L’alpinismo d’alta quotaforse più pericoloso del previsto I primi risultati della ricerca della spedizione allo Himlung Himal del 2013
La spedizione di ricerca doveva fare maggiore chiarezza circa i danni fisici. I primi risultati mostrano come, dopo l’ascensione a oltre 7000 metri, in circa un terzo dei soggetti del test sono state riscontrate pericolose microemorragie cerebrali. La cosa ha sorpreso i ricercatori.
«Questo non lo avevamo considerato.» Così Tobias Merz, ricercatore capo della spedizione allo Himlung Himal (7126 m), nel Nepal, commenta i risultati dell’impegnativo progetto. Alla spedizione del 2013 avevano preso parte 20 ricercatori e 40 partecipanti al test. Questi ultimi sono stati oggetto di approfondite analisi mediche durante e dopo la spedizione.
Per circa un terzo degli alpinisti che sono saliti a oltre 7000 metri, i risultati sono sorprendenti: le analisi mediante risonanza magnetica eseguite dopo la spedizione hanno rilevato delle microemorragie nel cervello. Questo significa che, già a partire dall’ultimo campo in quota (7050 m), questi alpinisti hanno subito evidenti disturbi della barriera emato-encefalica. E questo senza che le e gli interessati stessi si accorgessero di alcunché. «Le emorragie cerebrali, per piccole che possano essere, segnano l’inizio di un edema cerebrale potenzialmente letale», spiega Tobias Merz, medico intensivista presso l’Inselspital di Berna. Se i vasi sanguigni dovessero presentare una perdita e il sangue penetrare nel cervello, gli alpinisti potrebbero rapidamente perdere l’equilibrio, la facoltà di agire o addirittura la conoscenza.

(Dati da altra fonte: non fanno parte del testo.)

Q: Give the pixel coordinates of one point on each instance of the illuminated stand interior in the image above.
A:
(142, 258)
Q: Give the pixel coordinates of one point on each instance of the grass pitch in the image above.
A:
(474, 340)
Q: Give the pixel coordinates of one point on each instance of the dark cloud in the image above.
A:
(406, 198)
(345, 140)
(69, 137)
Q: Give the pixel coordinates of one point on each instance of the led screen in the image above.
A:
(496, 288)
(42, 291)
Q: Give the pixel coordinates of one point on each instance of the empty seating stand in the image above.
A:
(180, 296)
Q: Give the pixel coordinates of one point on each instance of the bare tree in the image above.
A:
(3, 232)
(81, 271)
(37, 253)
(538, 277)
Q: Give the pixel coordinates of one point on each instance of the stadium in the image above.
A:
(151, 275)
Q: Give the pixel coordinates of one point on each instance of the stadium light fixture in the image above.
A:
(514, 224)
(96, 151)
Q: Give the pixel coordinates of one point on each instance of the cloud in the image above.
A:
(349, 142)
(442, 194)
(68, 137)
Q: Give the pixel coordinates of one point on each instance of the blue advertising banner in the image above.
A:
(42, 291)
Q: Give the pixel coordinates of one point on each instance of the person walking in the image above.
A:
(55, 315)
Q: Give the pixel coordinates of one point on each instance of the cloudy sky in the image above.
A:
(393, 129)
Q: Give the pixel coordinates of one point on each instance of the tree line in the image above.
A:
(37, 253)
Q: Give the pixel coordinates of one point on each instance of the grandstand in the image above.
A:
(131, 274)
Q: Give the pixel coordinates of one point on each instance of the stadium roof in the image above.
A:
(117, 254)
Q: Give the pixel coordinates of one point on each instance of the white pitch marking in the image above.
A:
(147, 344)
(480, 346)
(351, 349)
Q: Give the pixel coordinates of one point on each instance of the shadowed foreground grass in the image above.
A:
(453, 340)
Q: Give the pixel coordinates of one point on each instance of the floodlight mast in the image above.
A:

Pericoloso nonostante la salita lenta
«Queste emorragie cerebrali dimostrano che, nonostante il profilo estremamente difensivo della salita, alcuni dei soggetti si sono trovati vicini a un pericoloso malfunzionamento del cervello e a un potenzialmente fatale edema cerebrale»: così la coautrice e ricercatrice Jacqueline Pichler (Inselspital) riassume i risultati. Lo stesso Tobias Merz ha faticato a credere a questi esiti, nel frattempo pubblicati nella rivista specializzata PLOS one. Infatti: «In montagna, nelle persone interessate non abbiamo osservato assolutamente nulla.» E proprio questa circostanza lo fa riflettere: «Sullo Himlung Himal alcuni di noi si sono trovati in grave pericolo senza rendersene conto.»
Gli alpinisti d’alta quota si espongono dunque a un rischio sinora sottovalutato? «Con le conoscenze attuali, rifletterei ancora più approfonditamente di oggi su un’altra spedizione a quote simili», conclude il medico d’alta quota Tobias Merz. E aggiunge tuttavia che le ascensioni delle grandi vette himalayane sono anche connesse a un fascino particolare.
Nessun danno permanente
«L’alpinismo d’alta quota rende scemi?» continuano a chiedersi i media di strada. Gli alpinisti hanno già descritto nei modi più diversi le alterazioni delle funzioni cognitive a grandi altitudini, come i disturbi della memoria o le difficoltà in relazione ai pensieri più complessi. Vi sono anche delle relazioni concernenti studi minori sulle alterazioni funzionali del metabolismo cerebrale e quelle strutturali del tessuto cerebrale. La domanda se la carenza di ossigeno possa essere all’origine di eventuali danni permanenti alla struttura del cervello è da decenni oggetto di ricerche. I nuovi, e per la loro ampiezza sinora unici, risultati della ricerca dei medici bernesi non hanno tuttavia fornito alcuna conferma o indicazione concernente un danneggiamento della struttura cerebrale o una riduzione della massa del cervello. Una volta rientrati in Svizzera, tutti i soggetti del test sono tornati assolutamente sani.